The Univeristy of Melbourne The Royal Melbourne Hopspital

A joint venture between The University of Melbourne and The Royal Melbourne Hospital


20 Apr 2021

Unlocking our understanding of latent TB

As global efforts ramp up to eliminate tuberculosis (TB), researchers have revealed significant gaps in our understanding of reactivation rates years after infection.

TB is an infectious disease caused by Mycobacterium tuberculosis (Mtb) that generally affects the lungs and other parts of the body, causing serious illness and sometimes death. While the risk of developing TB is greatest in the early months following infection, it can remain dormant in a latent state without symptoms and reactivate to cause disease later.

In the first systematic literature review investigating how often TB disease occurs in the years following infection, published today in the Lancet Infectious Diseases journal, a research team led by the Doherty Institute investigated studies to shed light on TB reactivation rates more than two years after infection, known as ‘late reactivation’.

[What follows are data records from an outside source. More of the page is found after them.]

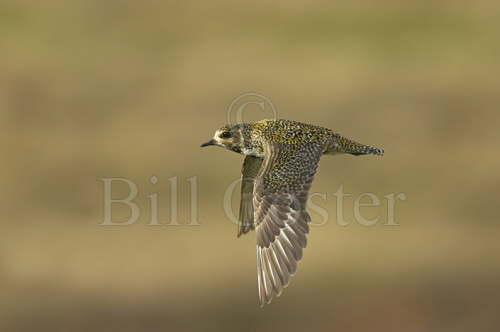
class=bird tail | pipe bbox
[325,135,384,156]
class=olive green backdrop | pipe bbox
[0,0,500,332]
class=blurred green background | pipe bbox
[0,0,500,332]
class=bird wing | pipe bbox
[253,143,324,306]
[238,156,264,237]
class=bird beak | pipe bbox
[200,138,215,148]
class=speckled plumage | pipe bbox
[202,120,383,306]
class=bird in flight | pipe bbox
[201,119,384,307]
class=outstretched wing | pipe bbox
[238,156,264,237]
[253,143,323,306]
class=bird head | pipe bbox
[201,124,248,153]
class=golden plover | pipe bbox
[201,120,384,306]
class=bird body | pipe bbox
[202,119,383,306]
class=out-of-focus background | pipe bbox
[0,0,500,332]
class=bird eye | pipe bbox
[220,131,231,138]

Lead author Katie Dale, Epidemiologist with the Victorian Tuberculosis Program and University of Melbourne PhD Candidate, said the data revealed just how little is known about the risk that latent tuberculosis poses for future TB disease.

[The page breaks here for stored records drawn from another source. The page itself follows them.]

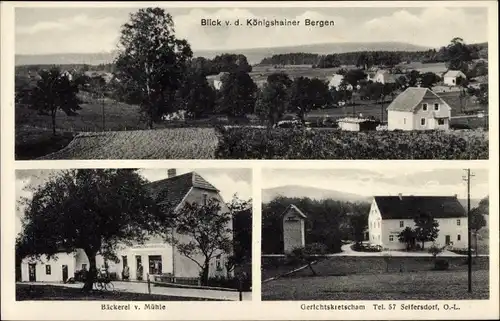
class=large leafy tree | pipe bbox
[164,198,233,285]
[414,213,439,249]
[398,226,417,251]
[116,8,193,128]
[29,67,81,135]
[219,70,257,117]
[176,70,216,118]
[445,37,472,72]
[17,169,162,291]
[255,73,292,126]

“It’s commonly understood that patients with latent tuberculosis have a five to 10 percent chance of developing active tuberculosis over the course of their lifetime, however the review found that there was little evidence for how often TB disease occurs beyond five years from infection,” said Ms Dale.

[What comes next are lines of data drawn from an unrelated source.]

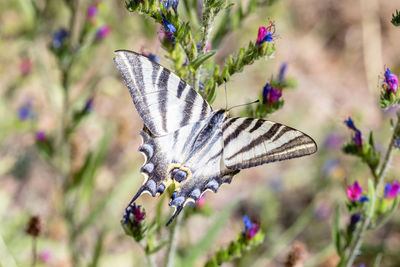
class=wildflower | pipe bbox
[19,57,32,76]
[18,101,35,121]
[278,63,287,83]
[53,28,69,49]
[160,11,176,34]
[344,117,362,147]
[242,215,260,240]
[96,25,111,40]
[347,181,363,200]
[383,68,399,94]
[25,216,42,237]
[196,194,206,209]
[39,250,51,262]
[86,5,98,20]
[263,83,282,104]
[83,97,94,113]
[36,131,46,142]
[256,21,275,46]
[160,0,179,13]
[384,181,400,199]
[350,213,361,227]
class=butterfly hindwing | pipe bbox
[223,118,317,170]
[114,50,212,136]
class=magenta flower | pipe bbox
[19,58,32,76]
[96,25,111,40]
[242,215,260,240]
[347,181,363,200]
[383,68,399,94]
[384,181,400,199]
[344,117,362,147]
[263,83,282,105]
[36,131,46,142]
[256,21,275,46]
[87,5,98,20]
[39,250,51,262]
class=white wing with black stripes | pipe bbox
[114,50,317,224]
[114,50,212,136]
[223,118,317,170]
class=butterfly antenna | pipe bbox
[227,99,260,111]
[224,78,228,110]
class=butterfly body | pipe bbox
[114,50,317,226]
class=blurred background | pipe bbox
[0,0,400,266]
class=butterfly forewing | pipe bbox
[114,50,212,136]
[223,118,317,170]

“The uncertainty around the magnitude of late reactivation risk is problematic - accurate estimates are crucial for predicting the long-term benefits of preventive therapy."

In recent years, there’s been an increased emphasis on the detection and treatment of latent TB infection to prevent future TB disease, particularly given global efforts to eradicate the disease.

Modelling approaches often estimate public health impact and cost effectiveness when evaluating programmatic strategies, and parameter values used to simulate late reactivation can have a significant impact on model outputs, and resultant recommendations.

“While our study reveals how poorly understood late reactivation is, it also provides an opportunity for researchers to redress this.

“As we focus our efforts globally on eliminating tuberculosis, we must shine a light on what we do not know in order to improve our efforts.”